Let $ X $ and $ Y $ be real random variables.
Does there always exist a function $ f $ for which $ Y - f ( X ) $ and $ X $ are independent?
I tried to prove the statement, but I couldn't do it.
If the statement is false, there must exist random variables $ X $ and $ Y $ such that for any function $ f $, $ Y - f ( X ) $ and $ X $ are not independent.
But I also couldn't find such a pair of random variables $ X $ and $ Y $.

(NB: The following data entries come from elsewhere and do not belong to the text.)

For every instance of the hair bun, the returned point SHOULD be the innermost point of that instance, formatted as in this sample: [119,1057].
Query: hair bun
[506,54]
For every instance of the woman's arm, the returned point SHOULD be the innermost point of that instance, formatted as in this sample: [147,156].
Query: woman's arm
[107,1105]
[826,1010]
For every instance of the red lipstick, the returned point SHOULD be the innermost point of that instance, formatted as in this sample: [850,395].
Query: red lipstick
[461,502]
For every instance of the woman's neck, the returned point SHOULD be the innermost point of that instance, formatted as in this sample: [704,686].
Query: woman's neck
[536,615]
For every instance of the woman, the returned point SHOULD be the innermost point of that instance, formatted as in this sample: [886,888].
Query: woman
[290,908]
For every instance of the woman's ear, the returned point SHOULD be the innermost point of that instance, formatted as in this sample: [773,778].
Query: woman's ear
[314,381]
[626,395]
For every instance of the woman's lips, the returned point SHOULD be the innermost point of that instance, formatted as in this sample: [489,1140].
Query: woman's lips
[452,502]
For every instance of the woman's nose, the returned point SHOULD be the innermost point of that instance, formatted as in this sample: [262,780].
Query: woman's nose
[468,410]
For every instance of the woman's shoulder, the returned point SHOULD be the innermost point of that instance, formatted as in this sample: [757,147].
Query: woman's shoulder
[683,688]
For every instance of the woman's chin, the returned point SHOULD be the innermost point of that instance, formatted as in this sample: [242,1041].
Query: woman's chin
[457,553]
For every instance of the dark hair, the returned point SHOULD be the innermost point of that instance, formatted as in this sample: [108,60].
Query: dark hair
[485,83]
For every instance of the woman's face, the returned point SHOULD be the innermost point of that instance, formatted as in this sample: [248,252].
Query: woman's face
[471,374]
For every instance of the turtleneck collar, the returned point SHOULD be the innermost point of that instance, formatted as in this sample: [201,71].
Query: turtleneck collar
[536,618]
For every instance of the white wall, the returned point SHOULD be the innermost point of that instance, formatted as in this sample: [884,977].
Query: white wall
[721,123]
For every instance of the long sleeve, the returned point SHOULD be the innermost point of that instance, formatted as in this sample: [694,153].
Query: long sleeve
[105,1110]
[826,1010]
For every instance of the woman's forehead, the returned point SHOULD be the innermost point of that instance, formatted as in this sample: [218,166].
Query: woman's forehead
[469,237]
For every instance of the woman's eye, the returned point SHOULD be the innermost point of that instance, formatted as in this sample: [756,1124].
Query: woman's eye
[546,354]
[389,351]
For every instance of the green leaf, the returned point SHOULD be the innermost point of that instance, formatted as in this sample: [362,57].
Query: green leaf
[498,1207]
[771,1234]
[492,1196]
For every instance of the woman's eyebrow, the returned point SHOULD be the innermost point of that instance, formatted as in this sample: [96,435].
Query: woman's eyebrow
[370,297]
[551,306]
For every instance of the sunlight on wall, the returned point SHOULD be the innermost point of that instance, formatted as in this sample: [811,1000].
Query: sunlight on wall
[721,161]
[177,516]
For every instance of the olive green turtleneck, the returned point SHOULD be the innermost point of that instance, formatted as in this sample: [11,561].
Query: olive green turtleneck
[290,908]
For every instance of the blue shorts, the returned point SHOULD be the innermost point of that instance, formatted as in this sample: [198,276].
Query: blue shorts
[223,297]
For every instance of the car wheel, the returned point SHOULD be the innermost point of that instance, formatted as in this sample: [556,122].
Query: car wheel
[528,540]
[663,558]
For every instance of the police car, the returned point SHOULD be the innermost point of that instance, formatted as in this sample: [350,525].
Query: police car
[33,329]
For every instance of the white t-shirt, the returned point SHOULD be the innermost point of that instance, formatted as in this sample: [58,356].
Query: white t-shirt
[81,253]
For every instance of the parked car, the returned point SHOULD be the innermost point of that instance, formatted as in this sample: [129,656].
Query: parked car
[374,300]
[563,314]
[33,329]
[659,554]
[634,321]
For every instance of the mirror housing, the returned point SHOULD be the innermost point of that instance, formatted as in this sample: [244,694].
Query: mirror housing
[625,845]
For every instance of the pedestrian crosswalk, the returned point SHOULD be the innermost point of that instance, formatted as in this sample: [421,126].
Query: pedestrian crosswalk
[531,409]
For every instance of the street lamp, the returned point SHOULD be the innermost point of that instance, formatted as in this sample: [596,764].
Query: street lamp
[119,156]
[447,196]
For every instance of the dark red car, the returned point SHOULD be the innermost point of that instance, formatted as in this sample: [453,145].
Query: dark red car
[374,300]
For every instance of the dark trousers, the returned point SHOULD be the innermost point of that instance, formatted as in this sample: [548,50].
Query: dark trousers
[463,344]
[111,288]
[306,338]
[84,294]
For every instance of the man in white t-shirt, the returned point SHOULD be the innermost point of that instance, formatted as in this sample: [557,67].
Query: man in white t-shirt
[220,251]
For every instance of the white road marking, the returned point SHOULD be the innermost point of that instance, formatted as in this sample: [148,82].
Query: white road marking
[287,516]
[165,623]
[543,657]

I would appreciate any advise or hint!
On
Let $\Omega = \{a,b,c\}$ be a probability space with three outcomes, each having probability $1/3$. Let $X = 1_{\{a\}}$ and $Y = 1_{\{b\}}$. You can check that if $A,B$ are independent events in this space, then one of them must have probability 0 or 1; as a result, any random variable independent of $X$ must be constant. But $Y-f(X)$ can never be constant, as it will necessarily take different values at $b$ and $c$.
No, but there does exist an $f(X)$ such that they are uncorrelated.
Two variables $X$ and $Y$ are independent if the probability distribution of $Y|X$ does not depend on $X$. Consider $Y|X \sim N(0, X^{2})$, then $Y-f(X)|X \sim N(-f(X), X^{2})$ which still depends on $X$ for any function $f$.
If we define $E[f(X)]$ so that $Cov(f(X), X) = Cov(Y,X)$, then $Cov(Y-f(X), X) = 0$. For example, let $f(X) = \frac{Cov(Y,X)}{Var(X)} X$ be linear.